Xinhua
August 6, 2012 - 12:00am
http://news.xinhuanet.com/english/world/2012-08/06/c_131764947.htm


Israel's envoy to the United States on Monday blamed Iran for Sunday night's attack by Sinai militants against both Israel and Egypt, which left at least 15 Egyptian security personnel dead, the Israeli army on high alert, and thousands of Israelis in nearby communities in a night-long lockdown.

"Iranian-backed terrorists again struck at our southern border today killing 15 Egyptian guards and attempting to massacre Israeli civilians," Ambassador Michael Oren wrote in a Twitter post, according to The Jerusalem Post.

"Terrorists also shelled Israeli farms and towns along the border" earlier in the day, Oren wrote. The salvos of rocket and mortar shells came after Israeli Air Force aircraft struck two global jihad members, killing one and wounding a second.

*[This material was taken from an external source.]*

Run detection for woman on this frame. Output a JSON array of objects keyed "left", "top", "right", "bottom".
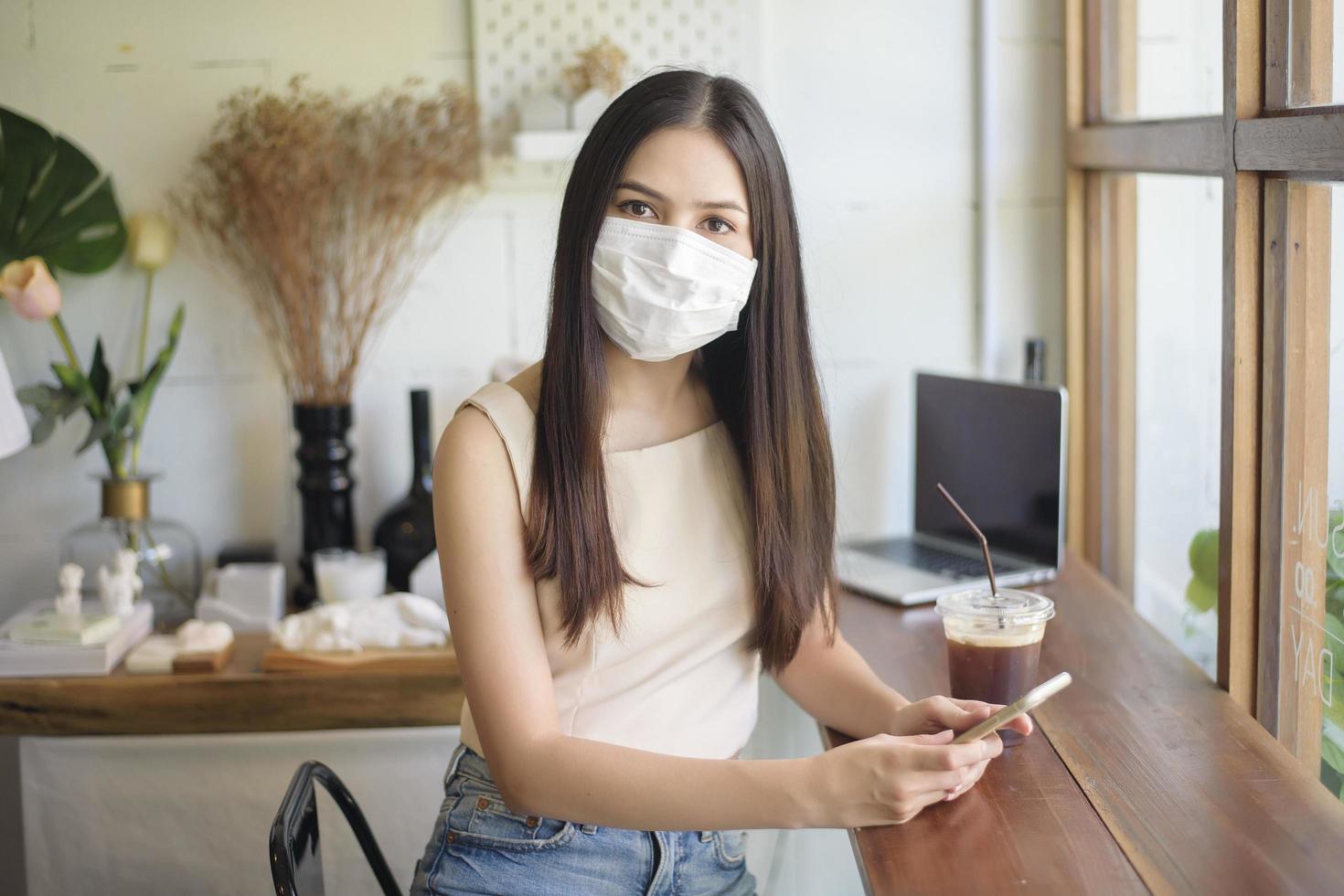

The attackers, which Israel believes were Bedouin members of the global jihad, commandeered an Egyptian armored personnel carrier and a truck during a raid on an Egyptian police station. They fired rocket-propelled grenades and small arms at the policemen.

One booby-trapped vehicle exploded at the Kerem Shalom border terminal, which connects Israel, Gaza and Egypt, before it could enter Israeli territory.

Israeli Air Force aircraft destroyed the second vehicle, and its fleeing occupants before they could get far into Israeli territory and reach dozens of farms and towns in the vicinity. There were no casualties to Israeli forces or civilians.

"This is a wake-up call for the Egyptian to take matters into their own hands," Israeli Defense Minister Ehud Barak said in a briefing on Monday before the Knesset (parliament) Foreign Affairs and Defense Committee.

Barak praised the Israeli forces' fast response for thwarting the attack on the Israeli side of the border, and said that Israel and Egypt were in contact throughout the event.

Israeli military officials believe the raiders meant to take either Israeli soldiers or civilians hostage, in the largest-ever such attack of its kind against the two countries.

"Had it succeeded, the attack would have been very severe," according to an Israeli army official. "A major disaster was averted."

The army gave the thousands of residents in the vicinity the all-clear Monday morning, and they were permitted to return to their daily routine.